Disappointment can take many forms. Tension and defensiveness continue as our physical health and overall well-being take the hit. Our lives may even seem to be working against us as stressors increase and peace seems out of our grasp. Even when we know we are creating anxiety and tension, we may feel that we simply cannot stop. Yet, even in the most challenging of circumstances, we have a choice.

We can wake up and remember: Life is not a neatly organized experience with rules and structure to live up to. If we are feeling pressure to accomplish more, be more, have more, and so on, they are not based on some universal law. The rules are of our own making. Ironically, instead of fostering us to do better, our sense of inadequacy is more likely to impede our progress.

Don’t get me wrong. I’m not suggesting a magical life that is free of stressors and challenges. Stress, from time to time, will happen. The challenge is how do we learn from stressful times in order to diminish our reactivity and let peace prevail?

Image by Lala

Observe. Pause, breathe, and expand your perspective. Remember that we cannot and do not live perfect lives. If we wait for everything to be taken care of, all of our tasks to be completed, and a certain look and feel to manifest, we will have a long stressful journey. Sometimes, simply taking a moment to recognize the trap we are creating is enough. We may not feel better right away, but as many teachers say, we are growing simply by waking up to the reality of what we are doing.

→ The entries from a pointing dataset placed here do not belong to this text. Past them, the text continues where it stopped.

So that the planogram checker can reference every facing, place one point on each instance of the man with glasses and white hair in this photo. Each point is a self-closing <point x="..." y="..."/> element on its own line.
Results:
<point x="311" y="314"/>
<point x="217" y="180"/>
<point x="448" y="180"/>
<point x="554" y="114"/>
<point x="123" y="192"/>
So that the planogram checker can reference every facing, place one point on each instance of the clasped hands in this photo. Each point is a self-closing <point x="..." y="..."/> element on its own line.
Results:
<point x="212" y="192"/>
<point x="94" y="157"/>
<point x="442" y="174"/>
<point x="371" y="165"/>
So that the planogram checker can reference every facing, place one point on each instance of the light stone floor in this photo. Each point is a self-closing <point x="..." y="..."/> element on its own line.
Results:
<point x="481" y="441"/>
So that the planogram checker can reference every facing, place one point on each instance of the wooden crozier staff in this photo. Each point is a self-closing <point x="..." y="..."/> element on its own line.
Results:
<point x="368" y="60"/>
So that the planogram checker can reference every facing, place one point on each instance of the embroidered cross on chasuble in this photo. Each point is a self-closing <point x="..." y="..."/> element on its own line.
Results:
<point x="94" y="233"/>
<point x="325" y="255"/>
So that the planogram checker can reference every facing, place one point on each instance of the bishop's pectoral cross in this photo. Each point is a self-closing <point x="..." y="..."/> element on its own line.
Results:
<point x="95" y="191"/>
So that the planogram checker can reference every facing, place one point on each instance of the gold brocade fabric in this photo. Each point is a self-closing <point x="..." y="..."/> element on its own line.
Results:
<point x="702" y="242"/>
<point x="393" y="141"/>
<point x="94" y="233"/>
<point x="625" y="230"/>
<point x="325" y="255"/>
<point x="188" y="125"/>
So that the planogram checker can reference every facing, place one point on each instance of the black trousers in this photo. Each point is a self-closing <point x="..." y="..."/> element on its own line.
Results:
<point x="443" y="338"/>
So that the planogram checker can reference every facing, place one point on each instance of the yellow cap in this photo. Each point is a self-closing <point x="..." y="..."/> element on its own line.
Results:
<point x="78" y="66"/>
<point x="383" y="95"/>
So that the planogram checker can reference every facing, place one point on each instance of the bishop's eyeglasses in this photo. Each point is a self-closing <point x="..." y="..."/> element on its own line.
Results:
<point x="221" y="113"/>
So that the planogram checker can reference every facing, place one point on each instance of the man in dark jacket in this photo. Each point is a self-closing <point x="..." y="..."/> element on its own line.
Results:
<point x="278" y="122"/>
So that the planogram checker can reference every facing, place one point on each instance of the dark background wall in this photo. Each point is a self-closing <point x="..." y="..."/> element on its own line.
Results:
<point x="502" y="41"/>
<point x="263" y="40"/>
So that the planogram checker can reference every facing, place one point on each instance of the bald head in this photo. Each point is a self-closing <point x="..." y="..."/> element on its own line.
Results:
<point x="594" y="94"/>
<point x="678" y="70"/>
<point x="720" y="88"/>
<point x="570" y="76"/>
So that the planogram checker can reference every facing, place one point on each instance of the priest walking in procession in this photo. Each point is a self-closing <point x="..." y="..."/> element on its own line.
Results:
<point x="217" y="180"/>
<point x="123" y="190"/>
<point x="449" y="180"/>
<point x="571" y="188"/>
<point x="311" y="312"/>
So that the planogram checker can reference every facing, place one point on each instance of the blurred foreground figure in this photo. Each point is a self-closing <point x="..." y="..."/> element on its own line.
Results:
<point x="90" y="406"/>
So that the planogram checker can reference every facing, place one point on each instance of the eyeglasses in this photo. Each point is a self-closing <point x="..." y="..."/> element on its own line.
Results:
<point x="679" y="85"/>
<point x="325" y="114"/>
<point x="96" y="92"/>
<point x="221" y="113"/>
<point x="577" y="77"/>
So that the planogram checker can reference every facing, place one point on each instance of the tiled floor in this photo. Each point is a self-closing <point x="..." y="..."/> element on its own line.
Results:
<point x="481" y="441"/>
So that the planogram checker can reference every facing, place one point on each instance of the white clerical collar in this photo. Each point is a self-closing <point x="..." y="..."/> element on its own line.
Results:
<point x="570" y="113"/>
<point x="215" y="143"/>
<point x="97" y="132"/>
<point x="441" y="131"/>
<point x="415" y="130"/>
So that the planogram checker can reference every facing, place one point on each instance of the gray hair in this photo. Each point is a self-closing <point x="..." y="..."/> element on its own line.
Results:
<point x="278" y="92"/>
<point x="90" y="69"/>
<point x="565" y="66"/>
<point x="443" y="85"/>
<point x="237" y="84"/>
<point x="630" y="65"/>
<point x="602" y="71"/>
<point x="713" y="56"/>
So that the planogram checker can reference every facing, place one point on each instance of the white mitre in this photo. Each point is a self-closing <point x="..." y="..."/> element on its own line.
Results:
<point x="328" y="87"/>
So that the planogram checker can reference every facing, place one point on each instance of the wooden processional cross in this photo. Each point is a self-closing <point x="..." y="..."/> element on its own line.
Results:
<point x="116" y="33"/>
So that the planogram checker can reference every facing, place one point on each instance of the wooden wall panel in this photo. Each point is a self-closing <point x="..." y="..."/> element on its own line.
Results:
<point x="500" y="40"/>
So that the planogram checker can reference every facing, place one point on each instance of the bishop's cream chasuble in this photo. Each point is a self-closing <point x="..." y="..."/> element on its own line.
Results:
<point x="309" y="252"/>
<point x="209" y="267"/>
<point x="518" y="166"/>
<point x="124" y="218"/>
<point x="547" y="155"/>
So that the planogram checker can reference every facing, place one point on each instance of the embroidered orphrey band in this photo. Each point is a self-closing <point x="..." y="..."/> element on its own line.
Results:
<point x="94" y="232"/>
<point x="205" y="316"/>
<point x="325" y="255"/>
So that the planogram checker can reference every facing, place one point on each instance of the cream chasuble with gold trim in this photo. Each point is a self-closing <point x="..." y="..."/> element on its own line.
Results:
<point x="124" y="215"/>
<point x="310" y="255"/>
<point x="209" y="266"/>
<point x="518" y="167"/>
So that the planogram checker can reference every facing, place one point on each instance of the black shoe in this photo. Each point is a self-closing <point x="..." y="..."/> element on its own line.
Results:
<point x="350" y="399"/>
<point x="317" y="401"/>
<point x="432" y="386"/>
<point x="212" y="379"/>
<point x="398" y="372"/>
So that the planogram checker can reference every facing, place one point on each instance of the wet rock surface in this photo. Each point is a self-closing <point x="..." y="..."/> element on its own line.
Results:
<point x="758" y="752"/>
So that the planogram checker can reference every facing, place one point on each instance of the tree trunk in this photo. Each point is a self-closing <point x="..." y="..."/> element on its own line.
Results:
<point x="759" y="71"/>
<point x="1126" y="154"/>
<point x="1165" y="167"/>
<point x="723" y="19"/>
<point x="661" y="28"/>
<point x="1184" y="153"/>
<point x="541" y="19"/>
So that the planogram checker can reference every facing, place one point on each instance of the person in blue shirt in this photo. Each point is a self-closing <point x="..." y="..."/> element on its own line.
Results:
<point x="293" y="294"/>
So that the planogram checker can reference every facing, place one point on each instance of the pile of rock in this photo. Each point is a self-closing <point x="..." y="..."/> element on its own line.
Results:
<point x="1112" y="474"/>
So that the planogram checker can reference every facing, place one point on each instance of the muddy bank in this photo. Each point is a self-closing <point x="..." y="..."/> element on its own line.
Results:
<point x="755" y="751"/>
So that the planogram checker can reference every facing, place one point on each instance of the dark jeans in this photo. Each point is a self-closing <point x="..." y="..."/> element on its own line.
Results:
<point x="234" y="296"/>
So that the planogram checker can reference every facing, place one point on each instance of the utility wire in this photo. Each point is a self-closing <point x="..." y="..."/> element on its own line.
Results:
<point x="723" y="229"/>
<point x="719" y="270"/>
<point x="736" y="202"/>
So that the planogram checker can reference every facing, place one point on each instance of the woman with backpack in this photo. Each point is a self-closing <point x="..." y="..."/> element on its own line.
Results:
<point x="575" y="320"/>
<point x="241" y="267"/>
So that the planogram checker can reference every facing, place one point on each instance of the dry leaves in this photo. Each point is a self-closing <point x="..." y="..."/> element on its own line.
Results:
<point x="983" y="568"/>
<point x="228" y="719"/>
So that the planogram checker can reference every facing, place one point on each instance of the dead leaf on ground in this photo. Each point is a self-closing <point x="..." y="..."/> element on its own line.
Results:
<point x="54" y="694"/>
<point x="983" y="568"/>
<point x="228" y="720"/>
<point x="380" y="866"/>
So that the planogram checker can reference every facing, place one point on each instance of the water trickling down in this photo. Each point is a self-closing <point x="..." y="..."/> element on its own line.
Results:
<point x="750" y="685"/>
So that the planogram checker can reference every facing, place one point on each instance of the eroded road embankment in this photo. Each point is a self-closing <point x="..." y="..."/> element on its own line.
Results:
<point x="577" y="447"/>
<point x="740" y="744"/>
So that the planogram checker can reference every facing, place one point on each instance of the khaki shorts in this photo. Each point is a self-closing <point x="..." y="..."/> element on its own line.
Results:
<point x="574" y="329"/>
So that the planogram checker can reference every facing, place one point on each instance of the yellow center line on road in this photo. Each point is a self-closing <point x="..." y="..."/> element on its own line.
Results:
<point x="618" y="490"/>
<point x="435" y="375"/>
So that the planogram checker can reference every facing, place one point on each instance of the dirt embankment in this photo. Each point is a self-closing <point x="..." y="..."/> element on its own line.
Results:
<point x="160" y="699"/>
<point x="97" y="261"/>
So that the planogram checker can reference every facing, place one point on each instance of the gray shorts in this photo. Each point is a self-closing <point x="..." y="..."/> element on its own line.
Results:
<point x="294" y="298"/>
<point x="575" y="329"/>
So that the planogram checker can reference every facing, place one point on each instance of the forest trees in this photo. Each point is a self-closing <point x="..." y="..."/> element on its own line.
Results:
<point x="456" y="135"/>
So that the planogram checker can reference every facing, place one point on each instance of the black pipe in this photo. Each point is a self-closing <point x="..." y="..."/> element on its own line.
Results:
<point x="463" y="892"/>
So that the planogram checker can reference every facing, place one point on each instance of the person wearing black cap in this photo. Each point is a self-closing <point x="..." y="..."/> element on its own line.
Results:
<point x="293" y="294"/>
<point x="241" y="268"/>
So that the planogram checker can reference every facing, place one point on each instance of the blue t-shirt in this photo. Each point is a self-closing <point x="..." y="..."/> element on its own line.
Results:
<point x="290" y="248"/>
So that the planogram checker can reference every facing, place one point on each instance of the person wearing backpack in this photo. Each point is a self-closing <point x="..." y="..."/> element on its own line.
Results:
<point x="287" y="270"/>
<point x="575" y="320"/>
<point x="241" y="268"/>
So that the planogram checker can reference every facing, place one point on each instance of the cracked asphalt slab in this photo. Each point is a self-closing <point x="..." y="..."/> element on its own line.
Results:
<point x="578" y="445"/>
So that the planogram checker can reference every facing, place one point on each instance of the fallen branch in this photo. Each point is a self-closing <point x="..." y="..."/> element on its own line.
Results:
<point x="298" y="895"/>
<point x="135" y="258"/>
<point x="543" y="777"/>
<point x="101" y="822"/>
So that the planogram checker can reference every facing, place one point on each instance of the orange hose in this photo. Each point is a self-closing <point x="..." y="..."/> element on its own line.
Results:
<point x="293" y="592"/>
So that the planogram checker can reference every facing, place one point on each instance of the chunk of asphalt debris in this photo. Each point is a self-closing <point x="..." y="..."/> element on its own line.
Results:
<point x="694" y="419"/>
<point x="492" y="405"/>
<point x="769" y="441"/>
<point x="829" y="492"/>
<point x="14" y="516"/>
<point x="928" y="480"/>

So why not lighten up on ourselves! Let go of the expectations and judgments that are creating pressure and tension. Give peace a chance. Choose an alternative view that conveys acceptance. In those times when all we can do is bear witness to another’s pain, we can chose to do so with an open heart. We can give ourselves permission to discover peace and happiness even when those around us cannot.

Pain is not eased by the creation of additional suffering. The welfare of earth, humanity, and the universe are served better with joy. We may not be able to change the world and control our lives in a manner that avoids stress, but we can promote peace by starting within. We can live with joy, even among the troubled.